ABC 05/12/15
IGNACIO CAMACHO
· Hay muchos ciudadanos tan quemados del bipartidismo que esta vez no van a aceptar el pragmatismo del voto útil
DE las once elecciones generales celebradas en España desde 1977, en seis no ha habido mayoría absoluta. Y en una, la de 1989, sólo a medias porque Felipe se quedó a un escaño aunque gobernó como si la tuviese ante la ausencia de los diputados de Herri Batasuna. Por tanto la perspectiva de pactos poselectorales no representa en absoluto una novedad tal como parece entender esa corriente de adanismo que en cada ritual de su propio bautismo político pretende estar refundando la democracia.
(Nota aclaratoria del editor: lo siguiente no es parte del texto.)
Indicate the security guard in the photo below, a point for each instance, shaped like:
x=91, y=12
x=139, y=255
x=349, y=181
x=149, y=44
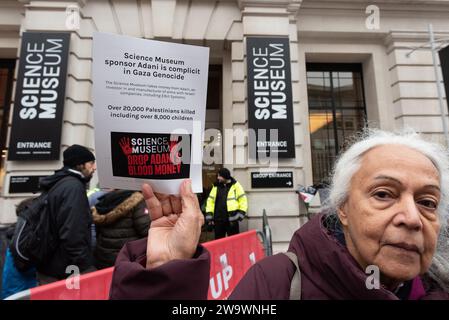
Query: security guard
x=226, y=205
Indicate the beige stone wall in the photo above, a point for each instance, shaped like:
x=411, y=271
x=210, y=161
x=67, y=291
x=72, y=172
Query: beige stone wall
x=399, y=91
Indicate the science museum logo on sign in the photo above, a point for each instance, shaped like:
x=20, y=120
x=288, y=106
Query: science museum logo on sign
x=150, y=156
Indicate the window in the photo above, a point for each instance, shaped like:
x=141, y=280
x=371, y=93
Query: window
x=336, y=111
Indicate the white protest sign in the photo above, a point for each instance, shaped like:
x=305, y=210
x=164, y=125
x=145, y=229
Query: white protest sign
x=149, y=102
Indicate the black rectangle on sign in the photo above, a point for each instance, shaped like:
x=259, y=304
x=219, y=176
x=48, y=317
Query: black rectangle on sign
x=151, y=155
x=40, y=96
x=272, y=179
x=270, y=102
x=24, y=184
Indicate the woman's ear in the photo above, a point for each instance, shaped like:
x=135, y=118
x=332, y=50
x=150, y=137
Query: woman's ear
x=342, y=215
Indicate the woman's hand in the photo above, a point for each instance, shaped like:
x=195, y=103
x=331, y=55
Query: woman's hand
x=175, y=225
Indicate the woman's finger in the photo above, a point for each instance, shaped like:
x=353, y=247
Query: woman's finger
x=153, y=204
x=176, y=204
x=164, y=199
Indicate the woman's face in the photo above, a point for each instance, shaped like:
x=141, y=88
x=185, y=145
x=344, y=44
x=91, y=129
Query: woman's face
x=390, y=218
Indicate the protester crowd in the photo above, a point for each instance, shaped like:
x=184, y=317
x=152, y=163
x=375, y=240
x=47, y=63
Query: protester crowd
x=387, y=208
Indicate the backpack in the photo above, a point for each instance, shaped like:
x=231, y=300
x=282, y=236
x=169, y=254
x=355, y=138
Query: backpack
x=34, y=240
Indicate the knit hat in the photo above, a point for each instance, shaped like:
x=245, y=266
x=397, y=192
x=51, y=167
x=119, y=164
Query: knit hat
x=77, y=154
x=224, y=173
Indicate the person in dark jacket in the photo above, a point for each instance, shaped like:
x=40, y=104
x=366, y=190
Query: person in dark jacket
x=387, y=209
x=226, y=205
x=69, y=210
x=120, y=216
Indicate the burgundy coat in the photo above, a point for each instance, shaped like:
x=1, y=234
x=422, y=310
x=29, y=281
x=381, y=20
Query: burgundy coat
x=328, y=271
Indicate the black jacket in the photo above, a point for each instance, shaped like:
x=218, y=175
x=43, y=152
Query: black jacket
x=119, y=216
x=71, y=221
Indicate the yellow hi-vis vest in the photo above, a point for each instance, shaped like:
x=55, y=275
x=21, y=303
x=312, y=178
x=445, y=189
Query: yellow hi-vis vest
x=236, y=200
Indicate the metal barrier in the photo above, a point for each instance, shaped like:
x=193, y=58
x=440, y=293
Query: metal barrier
x=231, y=257
x=268, y=244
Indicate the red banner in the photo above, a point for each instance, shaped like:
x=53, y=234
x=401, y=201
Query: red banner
x=231, y=257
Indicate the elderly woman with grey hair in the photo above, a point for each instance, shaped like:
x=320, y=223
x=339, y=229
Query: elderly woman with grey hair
x=382, y=236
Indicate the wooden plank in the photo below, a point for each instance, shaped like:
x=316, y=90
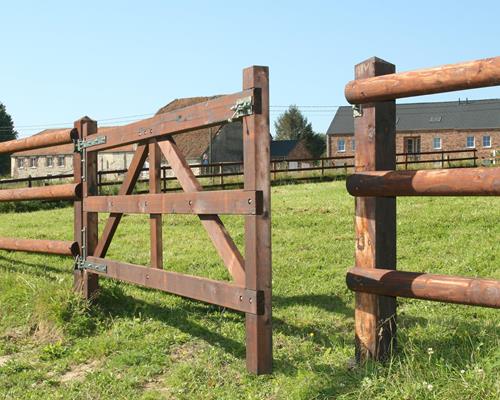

Suárez, González, Aznar y Zapatero fueron investidos en minoría al menos una vez y tuvieron que muñir alianzas de geometría más o menos variable. Con excepción del primer mandato aznarista, reconocido por unanimidad como el más fecundo de sus dos períodos, no está nada claro que el país haya sido mejor administrado cuando el Gobierno de turno dependía de los apoyos ocasionales que alquilaba en el mercado secundario.
Lo que sí van a contener de inédito estas elecciones, a tenor de la tendencia general de las encuestas, es la reducida masa crítica del ganador y la posibilidad de que el próximo presidente no sea el candidato de la lista más votada. Con el resultado más optimista pronosticado en los sondeos, el PP no alcanzará facturación suficiente ni siquiera para elegir a Rajoy en segunda votación y necesitará como poco de un acuerdo de investidura. Dado el desfondamiento socialista y que Albert Rivera tiene declarado que no se implicará en una coalición que no presida –tampoco con el PSOE–, si no cambia de criterio o si alguien no le regala la Presidencia la legislatura apunta a un Gabinete en precario, a merced de perder cualquier votación decisiva. Eso significa un mandato inestable y probablemente corto, en el que habrá que negociar a varias bandas para poder convalidar un simple decreto de gestión rutinaria. Será la consecuencia y el precio del desgaste del bipartidismo, ganado a pulso por sus actores principales en el curso de unos años lamentables.
El diagnóstico de los estudios de opinión pública refleja un país tan quemado por el hartazgo que casi la mitad de él no está dispuesta a aceptar el pragmatismo del voto útil y necesita el desahogo de un revulsivo a despecho de su desenlace. La estabilidad ha dejado de ser un valor para una notable parte de los ciudadanos, sobre todo los más jóvenes, en los que prima el sentimiento de hartazgo. Quienes esperaban que el malestar acumulado desaguara en los comicios parciales se han equivocado: hay un cansancio profundo que ha permeabilizado muchas capas sociales y se va a reflejar en un parlamento sin hegemonías claras, muy fragmentado y plural, de una heterogeneidad abigarrada en múltiples matices ideológicos. Pero el reverso de la alta pluralidad en política es el riesgo de ingobernabilidad, y quizá los numerosos españoles hastiados de mayorías no vayan a tardar mucho en añorarlas.